The success of Game of Thrones, for which Sky has a deal with HBO to screen ahead of other UK broadcasters, has helped the group tackle the challenge from groups such as Amazon and Netflix.
Chief executive Jeremy Darroch said: “Game of Thrones has become the most watched series ever on Sky . . . in Italy, X Factor has launched to record audiences and we’re pleased with the continued progress of Sky 1 in Germany and Austria.”
British mini-series Riviera also concluded as Sky’s most successful original drama, with 20m downloads.
The company’s shares rose slightly on Thursday, by 1.3 per cent to 926p, as some investors focused more on regulatory hurdles to Mr Murdoch’s 10.75p-a-share offer for the business than on short-term trading performance.
There are also investor concerns over Sky chairman James Murdoch. He faces opposition from shareholders at the group’s annual meeting on Thursday over worries about his independence as he serves as chief executive of 21st Century Fox, as well.
British asset manager Royal London has said it will vote against Mr Murdoch’s re-election, saying the group would be “better served by a truly independent chairman”.

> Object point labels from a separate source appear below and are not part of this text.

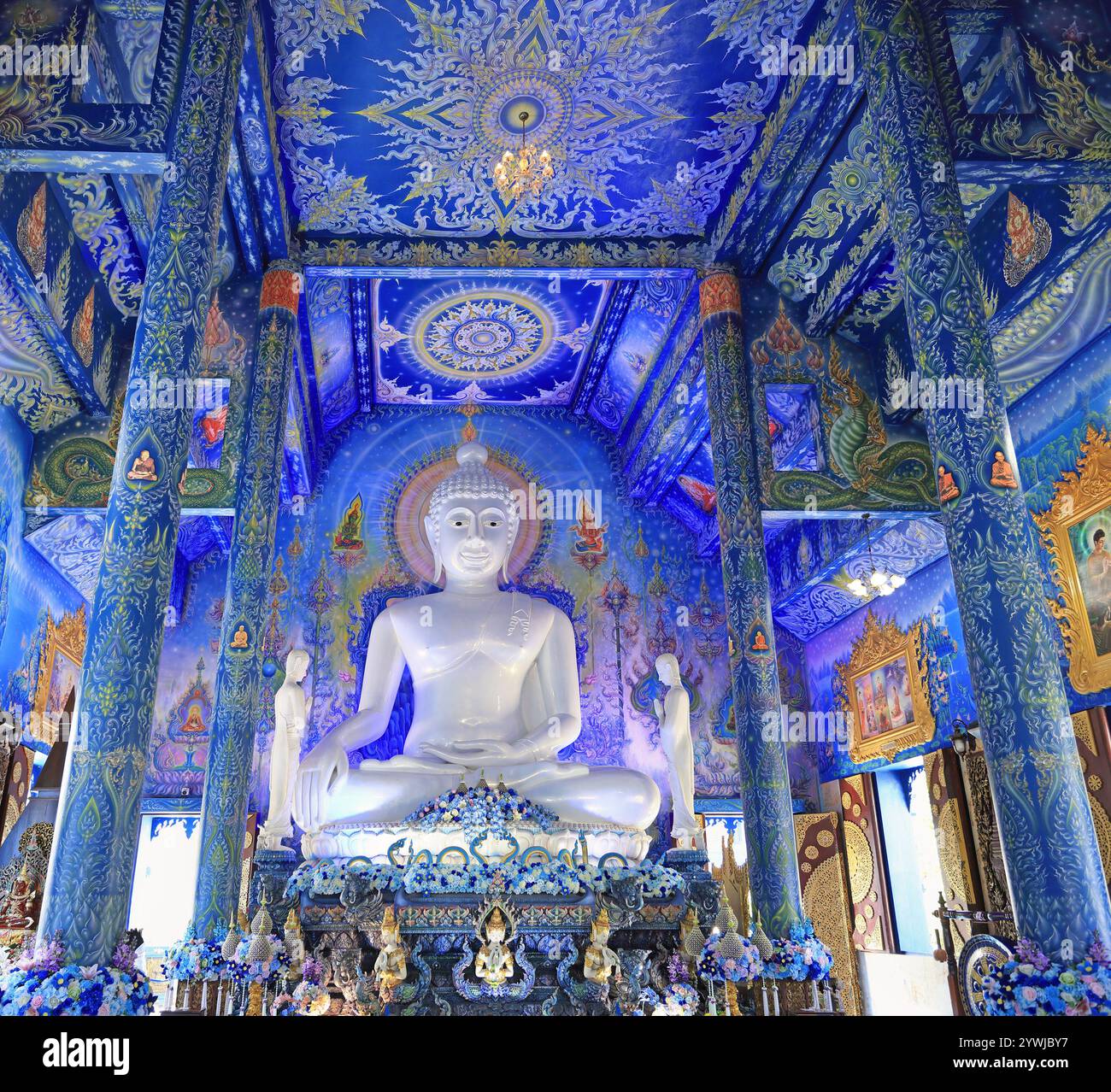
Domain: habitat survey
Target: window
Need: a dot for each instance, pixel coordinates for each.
(910, 848)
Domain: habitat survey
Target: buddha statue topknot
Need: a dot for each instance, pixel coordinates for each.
(496, 685)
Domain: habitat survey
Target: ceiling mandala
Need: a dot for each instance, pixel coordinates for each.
(391, 114)
(487, 339)
(476, 333)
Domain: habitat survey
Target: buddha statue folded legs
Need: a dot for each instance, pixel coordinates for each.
(496, 685)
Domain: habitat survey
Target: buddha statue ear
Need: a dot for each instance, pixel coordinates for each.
(433, 540)
(514, 526)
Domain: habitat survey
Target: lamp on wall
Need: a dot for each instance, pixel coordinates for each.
(879, 582)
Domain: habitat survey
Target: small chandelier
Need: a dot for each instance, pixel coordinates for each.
(879, 582)
(525, 173)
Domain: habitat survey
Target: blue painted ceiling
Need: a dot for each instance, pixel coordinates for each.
(367, 132)
(392, 114)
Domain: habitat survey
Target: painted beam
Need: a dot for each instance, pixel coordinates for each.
(608, 329)
(1058, 889)
(89, 882)
(239, 669)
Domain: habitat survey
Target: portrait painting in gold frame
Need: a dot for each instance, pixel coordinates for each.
(881, 684)
(1076, 530)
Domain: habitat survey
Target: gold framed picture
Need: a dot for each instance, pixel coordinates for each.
(889, 710)
(59, 673)
(1076, 530)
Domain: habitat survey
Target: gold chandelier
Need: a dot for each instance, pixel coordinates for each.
(525, 173)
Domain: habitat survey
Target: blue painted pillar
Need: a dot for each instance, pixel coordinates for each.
(766, 788)
(239, 671)
(1045, 825)
(90, 877)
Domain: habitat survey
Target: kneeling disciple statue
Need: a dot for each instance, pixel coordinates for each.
(495, 960)
(390, 968)
(600, 961)
(290, 713)
(496, 685)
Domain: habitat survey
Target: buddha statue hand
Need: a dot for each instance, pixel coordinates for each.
(556, 733)
(322, 771)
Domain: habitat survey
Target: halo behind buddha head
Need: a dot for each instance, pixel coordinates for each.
(471, 481)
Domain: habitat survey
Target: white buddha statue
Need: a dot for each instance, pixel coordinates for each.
(291, 710)
(674, 717)
(496, 685)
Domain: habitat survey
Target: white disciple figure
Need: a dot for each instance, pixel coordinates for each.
(291, 711)
(674, 717)
(496, 684)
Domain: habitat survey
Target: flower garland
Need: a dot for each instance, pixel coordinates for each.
(195, 958)
(680, 999)
(326, 877)
(656, 880)
(244, 969)
(1032, 984)
(799, 958)
(541, 878)
(309, 999)
(482, 810)
(41, 984)
(744, 966)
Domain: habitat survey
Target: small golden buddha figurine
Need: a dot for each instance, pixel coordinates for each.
(495, 961)
(18, 909)
(947, 488)
(601, 962)
(295, 940)
(390, 968)
(349, 536)
(143, 469)
(1002, 477)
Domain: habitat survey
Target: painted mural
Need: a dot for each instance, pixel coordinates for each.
(929, 600)
(609, 87)
(73, 466)
(626, 577)
(865, 463)
(32, 596)
(1049, 448)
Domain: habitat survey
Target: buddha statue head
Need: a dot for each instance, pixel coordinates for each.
(391, 935)
(473, 520)
(297, 665)
(667, 668)
(600, 928)
(496, 926)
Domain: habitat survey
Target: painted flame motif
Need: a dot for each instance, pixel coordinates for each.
(704, 496)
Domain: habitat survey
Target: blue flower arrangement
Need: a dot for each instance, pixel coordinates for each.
(195, 958)
(326, 877)
(801, 957)
(244, 969)
(743, 966)
(41, 984)
(656, 880)
(1032, 984)
(547, 878)
(482, 810)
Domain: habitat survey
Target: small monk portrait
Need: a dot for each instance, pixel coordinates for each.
(1002, 477)
(143, 469)
(947, 487)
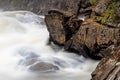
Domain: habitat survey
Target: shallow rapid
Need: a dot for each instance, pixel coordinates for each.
(25, 54)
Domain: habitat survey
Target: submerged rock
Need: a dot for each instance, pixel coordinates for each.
(108, 68)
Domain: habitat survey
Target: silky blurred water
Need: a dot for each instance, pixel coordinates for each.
(23, 43)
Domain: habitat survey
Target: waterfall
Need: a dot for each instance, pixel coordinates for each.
(25, 54)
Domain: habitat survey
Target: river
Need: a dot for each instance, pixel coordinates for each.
(25, 54)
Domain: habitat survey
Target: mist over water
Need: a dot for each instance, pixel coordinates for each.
(24, 53)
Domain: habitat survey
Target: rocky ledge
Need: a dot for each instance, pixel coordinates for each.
(97, 35)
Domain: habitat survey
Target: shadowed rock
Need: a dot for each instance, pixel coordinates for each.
(92, 38)
(61, 25)
(108, 68)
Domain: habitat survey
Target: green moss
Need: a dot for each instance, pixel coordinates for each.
(93, 2)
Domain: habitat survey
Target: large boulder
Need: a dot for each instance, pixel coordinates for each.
(108, 68)
(92, 38)
(107, 12)
(61, 25)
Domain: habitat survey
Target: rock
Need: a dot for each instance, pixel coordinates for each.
(61, 25)
(92, 38)
(107, 13)
(43, 67)
(55, 28)
(108, 68)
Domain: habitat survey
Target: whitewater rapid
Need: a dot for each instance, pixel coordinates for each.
(23, 44)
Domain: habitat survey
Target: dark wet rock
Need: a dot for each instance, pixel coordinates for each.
(61, 25)
(55, 28)
(108, 68)
(107, 13)
(43, 67)
(92, 38)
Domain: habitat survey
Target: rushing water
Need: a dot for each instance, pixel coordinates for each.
(25, 55)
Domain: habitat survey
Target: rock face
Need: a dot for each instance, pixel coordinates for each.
(94, 38)
(108, 68)
(107, 12)
(61, 25)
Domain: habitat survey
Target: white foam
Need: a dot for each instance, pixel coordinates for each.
(22, 30)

Shareholder advisory groups, including Institutional Shareholder Services, ISS, Glass Lewis and Pensions & Investment Research Consultants, have also called for a rebellion against Mr Murdoch’s dual role and excessive pay at the group.
Turning to strategy, Mr Darroch said the broadcaster had invested in its cheaper Now TV service to lure budget-conscious customers, and this was “going well”.
Globally, some pay TV consumers are cutting the cord on their subscriptions in favour of cheaper options such as Amazon Prime, which costs £79 a year in the UK, and Netflix, whose basic package costs £5.99 a month.
Roddy Davidson, an analyst who follows Sky at stockbroker Shore Capital, said it was “hard to massively get behind the headline numbers” that the broadcaster had disclosed because “they are slightly selective”.
“Five to 10 years ago Sky was the only game in town,” Mr Davidson said. “Going forward there is a fundamental long-term challenge to their subscription model.”
Analysts at stockbroker Liberum took a rosier view of Sky’s prospects, saying the results “look broadly healthy”.
Earlier in the week, UK competition watchdog the Competition and Markets Authority, defined the terms of its investigation into Mr Murdoch’s bid to take full control of Sky, saying it would focus on the “impact on media plurality”.